Assieme al Presidente Massimiliano Di Cuia, avvocato e consigliere di Forza Italia, sono componenti i consiglieri Vincenzo Di Gregorio e Gianfranco De Blasi (vicepresidenti), Tommaso Scatigna (segretario) e Fabiano Amati, Maurizio Bruno, Paolo Campo, Cristian Casili, Alessandro Leoci e Antonio Tutolo.
“Auguri al collega e amico Massimiliano Di Cuia, appena eletto presidente della Commissione di inchiesta sulla Xylella fastidiosa del Consiglio regionale - hanno affermato consiglieri regionali di Forza Italia Paride Mazzotta, Paolo Dell’Erba, Francesco La Notte e Giuseppe Tupputi - Un tema su cui lavoriamo da tempo “controvento”, in una Regione in cui si è dato persino spazio a teorie a dir poco fantasiose e persino al negazionismo, anziché affidarsi da subito al mondo scientifico.
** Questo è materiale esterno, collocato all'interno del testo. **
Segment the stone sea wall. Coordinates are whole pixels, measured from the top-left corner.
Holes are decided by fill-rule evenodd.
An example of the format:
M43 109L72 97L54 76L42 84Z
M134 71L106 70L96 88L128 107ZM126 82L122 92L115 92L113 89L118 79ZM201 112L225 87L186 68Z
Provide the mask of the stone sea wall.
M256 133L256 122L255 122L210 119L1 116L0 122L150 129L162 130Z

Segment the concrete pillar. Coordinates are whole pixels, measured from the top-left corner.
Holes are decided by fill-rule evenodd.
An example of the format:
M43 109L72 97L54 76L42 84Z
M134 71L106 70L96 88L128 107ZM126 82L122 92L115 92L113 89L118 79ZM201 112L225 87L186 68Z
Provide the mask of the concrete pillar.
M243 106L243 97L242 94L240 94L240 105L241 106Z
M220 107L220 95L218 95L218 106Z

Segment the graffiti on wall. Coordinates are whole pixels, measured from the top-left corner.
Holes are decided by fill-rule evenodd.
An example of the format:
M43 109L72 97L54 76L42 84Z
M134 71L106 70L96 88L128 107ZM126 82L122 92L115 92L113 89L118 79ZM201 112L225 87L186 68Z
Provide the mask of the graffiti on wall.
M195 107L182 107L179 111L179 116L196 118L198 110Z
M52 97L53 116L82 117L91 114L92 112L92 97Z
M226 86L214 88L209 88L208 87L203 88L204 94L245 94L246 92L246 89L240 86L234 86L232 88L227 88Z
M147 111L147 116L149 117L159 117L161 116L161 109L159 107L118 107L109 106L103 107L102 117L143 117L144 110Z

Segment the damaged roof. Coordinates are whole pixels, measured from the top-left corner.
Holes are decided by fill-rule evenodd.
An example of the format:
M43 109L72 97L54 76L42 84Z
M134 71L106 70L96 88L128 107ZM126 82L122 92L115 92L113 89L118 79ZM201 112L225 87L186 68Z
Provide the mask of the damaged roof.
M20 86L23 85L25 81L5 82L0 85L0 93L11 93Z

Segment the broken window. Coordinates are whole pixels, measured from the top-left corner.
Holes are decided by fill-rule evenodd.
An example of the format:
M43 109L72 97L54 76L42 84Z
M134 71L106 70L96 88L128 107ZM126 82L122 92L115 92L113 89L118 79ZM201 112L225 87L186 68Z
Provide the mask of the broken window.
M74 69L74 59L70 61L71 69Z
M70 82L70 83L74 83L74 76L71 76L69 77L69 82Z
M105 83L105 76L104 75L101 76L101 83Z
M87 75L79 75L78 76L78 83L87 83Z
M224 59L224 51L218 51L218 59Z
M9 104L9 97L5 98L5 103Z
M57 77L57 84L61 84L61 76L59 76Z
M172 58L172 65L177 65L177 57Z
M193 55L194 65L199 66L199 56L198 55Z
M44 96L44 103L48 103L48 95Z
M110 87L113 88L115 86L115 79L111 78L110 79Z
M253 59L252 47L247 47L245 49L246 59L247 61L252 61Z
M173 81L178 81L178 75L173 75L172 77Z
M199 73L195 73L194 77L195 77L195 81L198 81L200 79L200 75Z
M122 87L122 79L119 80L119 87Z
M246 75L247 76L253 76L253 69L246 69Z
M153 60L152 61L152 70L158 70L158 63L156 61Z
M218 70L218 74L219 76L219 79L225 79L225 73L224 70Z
Perciò, specie in quest’ottica, la Commissione ha un lavoro di grande importanza per restituire un quadro di verità ai nostri agricoltori che hanno patito e patiscono danni ingentissimi e a tutti i cittadini per un paesaggio ormai trasformato. Se ci sono responsabilità che hanno agevolato la diffusione del batterio, la Commissione lo verificherà”.
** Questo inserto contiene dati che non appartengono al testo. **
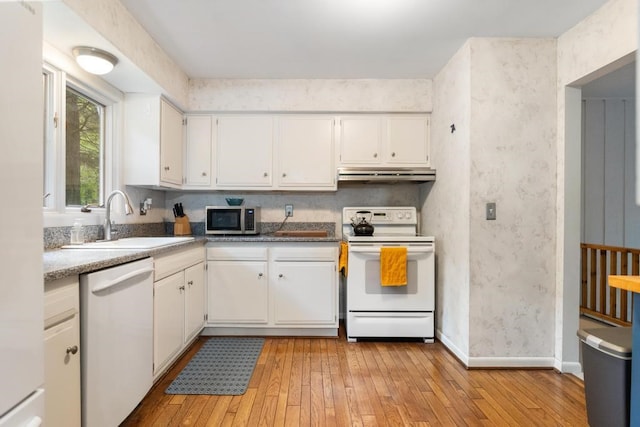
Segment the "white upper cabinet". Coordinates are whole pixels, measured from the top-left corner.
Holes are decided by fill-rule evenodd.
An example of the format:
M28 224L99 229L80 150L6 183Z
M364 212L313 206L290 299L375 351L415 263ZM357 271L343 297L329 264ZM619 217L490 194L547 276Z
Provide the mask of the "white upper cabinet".
M212 176L213 118L186 117L185 188L210 187Z
M333 116L237 115L215 120L214 188L336 188Z
M335 189L333 116L278 118L278 187Z
M125 184L179 188L182 185L182 113L159 96L125 98Z
M273 185L273 117L223 116L216 126L216 188Z
M429 164L429 116L391 115L386 118L386 158L390 164Z
M182 112L160 100L160 181L182 184Z
M427 114L349 115L338 123L340 166L429 166Z
M375 165L382 159L382 117L345 116L340 123L340 163Z

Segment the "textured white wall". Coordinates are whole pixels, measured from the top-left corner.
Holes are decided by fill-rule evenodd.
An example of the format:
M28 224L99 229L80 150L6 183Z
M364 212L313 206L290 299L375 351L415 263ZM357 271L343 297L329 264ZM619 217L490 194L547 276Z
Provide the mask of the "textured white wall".
M436 327L439 338L465 363L469 353L470 45L466 43L434 79L431 164L424 184L423 234L436 238ZM450 126L455 124L456 131Z
M188 76L122 3L113 0L64 0L64 3L164 88L176 103L187 105Z
M193 111L430 112L430 79L213 80L189 86Z
M472 358L553 357L555 69L554 39L471 40Z
M610 0L558 38L555 356L561 370L579 369L581 142L574 87L635 59L637 20L636 0Z

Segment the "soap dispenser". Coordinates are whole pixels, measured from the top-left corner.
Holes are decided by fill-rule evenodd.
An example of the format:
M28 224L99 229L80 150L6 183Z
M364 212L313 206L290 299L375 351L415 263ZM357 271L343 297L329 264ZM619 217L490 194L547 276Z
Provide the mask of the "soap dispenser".
M71 227L71 244L82 245L84 243L84 229L82 228L82 220L76 219Z

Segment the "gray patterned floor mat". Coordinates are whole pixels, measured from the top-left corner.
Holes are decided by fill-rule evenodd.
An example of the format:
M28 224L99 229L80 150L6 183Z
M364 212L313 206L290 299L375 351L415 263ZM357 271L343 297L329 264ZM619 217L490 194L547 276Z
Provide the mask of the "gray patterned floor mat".
M264 338L210 338L165 393L244 394L263 344Z

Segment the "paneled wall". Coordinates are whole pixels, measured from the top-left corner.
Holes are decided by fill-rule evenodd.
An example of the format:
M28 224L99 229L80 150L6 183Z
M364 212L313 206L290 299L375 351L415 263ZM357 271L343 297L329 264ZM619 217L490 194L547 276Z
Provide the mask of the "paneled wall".
M582 241L640 248L635 100L582 103Z

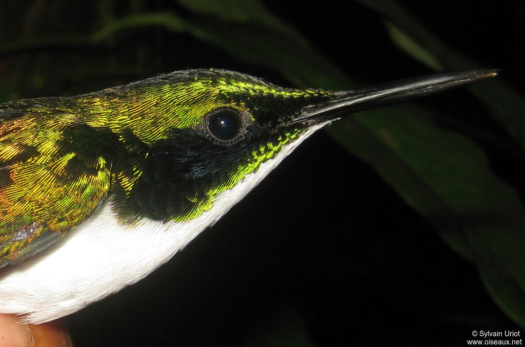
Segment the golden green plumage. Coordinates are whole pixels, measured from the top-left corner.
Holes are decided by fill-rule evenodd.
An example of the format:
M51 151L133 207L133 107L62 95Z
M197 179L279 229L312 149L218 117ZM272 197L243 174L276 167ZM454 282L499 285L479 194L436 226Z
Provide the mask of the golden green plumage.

L'intenzione, come anticipato da Di Cuia alla Gazzetta del Mezzogiorno, è capire se "c’è qualcuno che, anziché affidarsi totalmente al mondo scientifico, ha prestato il fianco (sia pure solo per un secondo) a santoni o negazionisti e noi dobbiamo capire se ciò abbia ritardato l’azione di contrasto al batterio e di distruzione della popolazione dell’insetto vettore. È’ evidente che quando si parla di Xylella il tempo sia un elemento essenziale e perderlo può aver agevolato l’acuirsi dell’emergenza".
Sarà un lavoro che interesserà anche i fondi stanziati per Xylella: "vogliamo i numeri e i dettagli. Poi, passeremo al report preciso di tutte le risorse stanziate in questi anni (da governo e regione) e di quanto è stato speso e per cosa."